Empowering women and girls is a strategic priority for the United States of America. And no matter which party – (applause) – no matter which party leads our government, we are committed to making sure that women have an equal chance on the boards of corporations, in parliaments, in congresses, and at leadership across the table.
We know also that gaining full equality for women still is a challenge, but it’s an easy choice. I mean, it’s really not something you have to wrestle with that hard to figure out, particularly as the planet gets closer and closer and communications have opened up opportunities for everybody everywhere to know what other people are thinking and able to do everywhere else in the world, which also illuminates what people are not able to do in the places that they live.
So accomplishing this goal of full equality, if you read all of the studies, look at all of the analysis – and there’s a lot more of it nowadays than ever before – it all documents the benefits that flow to countries, to corporations, to entities, to local governments, to anybody who does this actually winds up benefiting significantly from it.

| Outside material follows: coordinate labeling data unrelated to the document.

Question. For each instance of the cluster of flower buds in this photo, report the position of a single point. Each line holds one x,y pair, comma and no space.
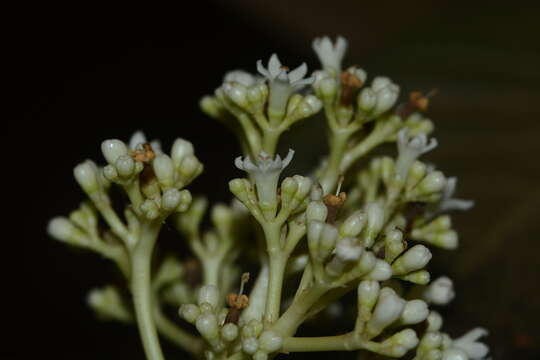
436,345
343,92
220,328
262,105
108,304
260,195
380,310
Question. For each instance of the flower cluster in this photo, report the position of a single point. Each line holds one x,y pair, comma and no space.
343,229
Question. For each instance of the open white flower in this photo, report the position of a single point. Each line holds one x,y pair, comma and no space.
138,139
282,83
410,149
265,171
448,203
330,54
469,344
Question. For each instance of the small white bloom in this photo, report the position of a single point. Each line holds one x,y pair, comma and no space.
138,139
468,343
410,149
282,82
265,171
440,291
448,203
330,54
241,77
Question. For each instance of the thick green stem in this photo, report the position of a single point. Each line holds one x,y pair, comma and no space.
296,313
270,140
346,342
141,290
337,149
278,262
177,335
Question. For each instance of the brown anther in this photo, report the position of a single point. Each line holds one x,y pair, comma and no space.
350,83
417,102
333,204
144,155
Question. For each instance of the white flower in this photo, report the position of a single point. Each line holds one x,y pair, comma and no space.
468,344
447,203
138,139
265,171
282,82
241,77
330,55
410,149
440,291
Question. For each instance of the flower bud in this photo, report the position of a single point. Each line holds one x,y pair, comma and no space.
388,309
368,292
229,332
414,259
367,99
86,174
375,222
208,294
125,165
415,312
207,325
170,199
61,228
113,149
164,170
353,225
440,291
250,345
316,210
180,149
381,272
190,312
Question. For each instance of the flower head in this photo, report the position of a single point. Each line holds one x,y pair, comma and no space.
330,54
265,171
282,83
469,344
138,139
410,149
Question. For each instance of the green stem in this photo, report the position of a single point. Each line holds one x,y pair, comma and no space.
296,313
345,342
270,140
337,149
278,263
177,335
141,290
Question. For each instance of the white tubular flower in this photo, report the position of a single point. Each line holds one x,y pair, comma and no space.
409,150
386,92
240,77
330,54
138,139
447,203
440,291
265,172
468,343
282,83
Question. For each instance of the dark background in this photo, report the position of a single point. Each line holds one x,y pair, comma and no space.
78,75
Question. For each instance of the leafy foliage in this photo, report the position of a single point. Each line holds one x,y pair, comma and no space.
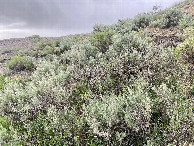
113,87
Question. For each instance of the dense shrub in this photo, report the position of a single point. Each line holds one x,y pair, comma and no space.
102,40
115,87
141,21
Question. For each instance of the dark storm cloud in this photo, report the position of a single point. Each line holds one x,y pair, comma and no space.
60,17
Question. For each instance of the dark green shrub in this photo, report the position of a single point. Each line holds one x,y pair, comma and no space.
2,81
102,40
169,18
66,44
141,21
20,63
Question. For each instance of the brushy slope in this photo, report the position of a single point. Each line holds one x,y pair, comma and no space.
130,83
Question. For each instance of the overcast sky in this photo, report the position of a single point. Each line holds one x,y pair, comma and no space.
21,18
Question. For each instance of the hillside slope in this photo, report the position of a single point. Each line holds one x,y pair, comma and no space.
129,83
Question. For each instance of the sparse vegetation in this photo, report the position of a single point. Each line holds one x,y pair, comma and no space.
116,86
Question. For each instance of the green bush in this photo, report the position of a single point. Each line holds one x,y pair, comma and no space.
141,21
20,63
114,87
170,18
102,40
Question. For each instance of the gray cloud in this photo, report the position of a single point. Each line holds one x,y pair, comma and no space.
61,17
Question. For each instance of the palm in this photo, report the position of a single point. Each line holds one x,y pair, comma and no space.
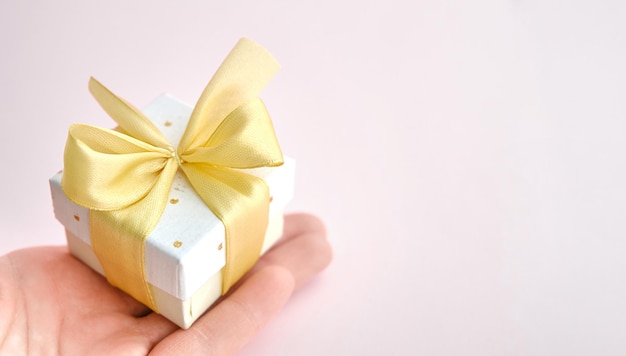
61,306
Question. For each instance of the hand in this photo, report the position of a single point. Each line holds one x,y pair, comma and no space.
51,303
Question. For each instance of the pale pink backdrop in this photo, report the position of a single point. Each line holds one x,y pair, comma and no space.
467,156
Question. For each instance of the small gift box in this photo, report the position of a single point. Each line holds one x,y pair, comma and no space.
176,227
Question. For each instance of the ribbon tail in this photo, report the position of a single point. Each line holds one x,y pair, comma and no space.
241,202
118,238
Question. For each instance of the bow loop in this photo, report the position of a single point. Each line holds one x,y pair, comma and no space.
125,177
107,170
244,139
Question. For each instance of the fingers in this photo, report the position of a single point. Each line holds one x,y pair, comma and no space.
233,322
304,250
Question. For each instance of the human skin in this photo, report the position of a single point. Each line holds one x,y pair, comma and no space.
51,303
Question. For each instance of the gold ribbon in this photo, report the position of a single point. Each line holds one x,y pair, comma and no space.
124,175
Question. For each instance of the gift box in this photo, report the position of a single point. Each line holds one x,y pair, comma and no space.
184,258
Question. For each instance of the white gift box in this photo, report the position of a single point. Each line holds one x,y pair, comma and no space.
185,253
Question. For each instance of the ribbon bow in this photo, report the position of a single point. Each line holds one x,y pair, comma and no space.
124,176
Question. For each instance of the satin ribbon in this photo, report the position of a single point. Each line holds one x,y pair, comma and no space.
124,175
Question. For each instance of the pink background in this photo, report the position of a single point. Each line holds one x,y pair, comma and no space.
467,156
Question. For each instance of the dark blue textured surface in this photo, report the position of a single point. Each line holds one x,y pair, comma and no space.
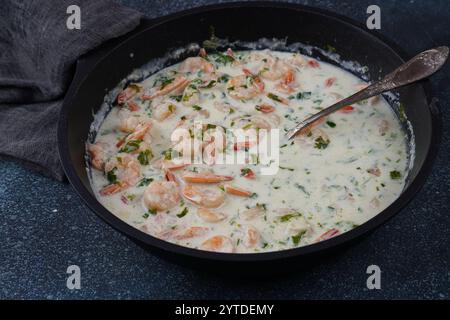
45,227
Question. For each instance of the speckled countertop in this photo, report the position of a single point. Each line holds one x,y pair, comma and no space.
45,227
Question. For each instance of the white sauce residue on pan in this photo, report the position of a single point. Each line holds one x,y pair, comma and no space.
331,178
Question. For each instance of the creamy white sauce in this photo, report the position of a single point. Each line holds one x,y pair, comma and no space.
337,185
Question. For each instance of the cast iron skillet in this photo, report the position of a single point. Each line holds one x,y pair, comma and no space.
105,68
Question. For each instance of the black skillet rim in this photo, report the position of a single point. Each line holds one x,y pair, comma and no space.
406,196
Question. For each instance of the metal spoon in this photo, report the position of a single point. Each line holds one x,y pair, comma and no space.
421,66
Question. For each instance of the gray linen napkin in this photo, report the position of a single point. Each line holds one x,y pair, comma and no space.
37,55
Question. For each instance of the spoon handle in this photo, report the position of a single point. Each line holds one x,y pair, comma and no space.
421,66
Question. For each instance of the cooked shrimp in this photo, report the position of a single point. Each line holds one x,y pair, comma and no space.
287,83
97,154
204,197
194,64
251,237
208,215
176,85
191,233
218,244
140,131
126,170
205,177
161,195
244,87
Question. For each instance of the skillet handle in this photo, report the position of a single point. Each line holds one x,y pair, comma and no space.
90,59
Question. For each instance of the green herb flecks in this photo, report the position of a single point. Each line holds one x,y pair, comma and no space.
395,175
183,212
111,176
331,124
145,182
296,239
131,146
289,216
144,157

And so I can tell you unequivocally that we will not rest until we can say with confidence that all the barriers to justice have been removed, that all the examples of discrimination have been exposed, that all glass ceilings have been shattered, and all perpetrators of abuse and bigotry are held to account. And in that effort, we invite people everywhere in the world to join us and we caution all: nobody’s going to stop this from happening. Thank you. (Applause.)